At the end of last week, I shared a pretty popular bit on a metaphorical thinking activity that I'm introducing to my students this year.
More than one reader expressed an interest in seeing some examples of the kinds of metaphorical connections that my kids are making between the content that we are studying and the odd objects that we are collecting in our curiosity box.
We started our first curiosity box activity today after finishing a unit on the scientific method. Here are two of the responses that I've gotten from students so far:
Fancy Doll Case
One of the more challenging objects in our curiosity box was (we think) a round doll case that stands about 18 inches high. It's got a padded interior made for storing one doll and a smooth outside surface decorated with gold pictures and a gold handle.

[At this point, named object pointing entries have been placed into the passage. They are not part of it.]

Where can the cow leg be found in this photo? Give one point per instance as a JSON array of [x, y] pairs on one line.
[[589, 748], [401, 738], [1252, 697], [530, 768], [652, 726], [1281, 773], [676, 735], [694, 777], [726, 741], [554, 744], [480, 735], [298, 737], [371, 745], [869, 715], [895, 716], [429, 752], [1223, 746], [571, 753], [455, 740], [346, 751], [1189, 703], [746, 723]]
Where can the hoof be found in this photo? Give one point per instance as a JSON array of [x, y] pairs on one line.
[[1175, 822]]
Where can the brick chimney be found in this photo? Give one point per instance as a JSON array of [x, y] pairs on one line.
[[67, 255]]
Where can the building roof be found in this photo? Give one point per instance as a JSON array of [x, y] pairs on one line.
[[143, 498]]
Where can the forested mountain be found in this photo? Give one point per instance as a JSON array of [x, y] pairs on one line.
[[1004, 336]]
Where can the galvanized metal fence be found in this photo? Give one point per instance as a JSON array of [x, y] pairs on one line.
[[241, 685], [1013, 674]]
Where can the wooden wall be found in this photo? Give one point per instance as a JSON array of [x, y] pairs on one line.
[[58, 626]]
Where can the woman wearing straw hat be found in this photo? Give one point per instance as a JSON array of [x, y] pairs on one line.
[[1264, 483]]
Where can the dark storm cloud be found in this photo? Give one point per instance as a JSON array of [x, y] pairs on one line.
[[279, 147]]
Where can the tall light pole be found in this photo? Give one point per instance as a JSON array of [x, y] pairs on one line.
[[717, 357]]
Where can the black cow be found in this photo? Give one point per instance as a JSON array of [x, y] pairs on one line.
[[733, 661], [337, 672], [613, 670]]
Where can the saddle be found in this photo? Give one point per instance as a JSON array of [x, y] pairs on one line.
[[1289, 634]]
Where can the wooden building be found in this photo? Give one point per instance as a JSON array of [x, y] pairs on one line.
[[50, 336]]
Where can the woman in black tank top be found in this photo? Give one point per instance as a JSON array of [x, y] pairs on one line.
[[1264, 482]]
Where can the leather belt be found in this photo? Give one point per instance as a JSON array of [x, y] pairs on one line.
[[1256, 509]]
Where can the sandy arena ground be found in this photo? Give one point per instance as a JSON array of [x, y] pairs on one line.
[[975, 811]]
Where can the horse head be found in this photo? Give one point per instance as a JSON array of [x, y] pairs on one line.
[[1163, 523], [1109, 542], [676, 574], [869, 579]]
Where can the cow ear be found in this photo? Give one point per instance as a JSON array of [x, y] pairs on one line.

When a group of two boys chose to use the doll case for their metaphorical connections to the scientific method unit. I was worried that they wouldn't get too far. Instead, they kind of blew me away with their connections.
Here's what they came up with:
Our doll case is like the conclusions of an experiment because it is smooth, neat and polished. A scientist has to make their conclusions smooth, neat and polished before other people will understand them.
Our doll case is also like the conclusions of an experiment because it is a container. Conclusions contain the most important things that a scientist has learned during an experiment.
Finally, a doll case can be carried and shared with and opened and explored by other people. Scientists always share their conclusions with other scientists. Those scientists "open" and "explore" the conclusions of others. They also try to run the same tests to see if they can repeat the results.
Not bad for a couple of boys with a doll case, huh?
A second group of students chose to try to connect one of the oddest items in our curiosity box—a mini USB vaccuum cleaner designed (we think) for dusting off computer tables—-to the scientific method.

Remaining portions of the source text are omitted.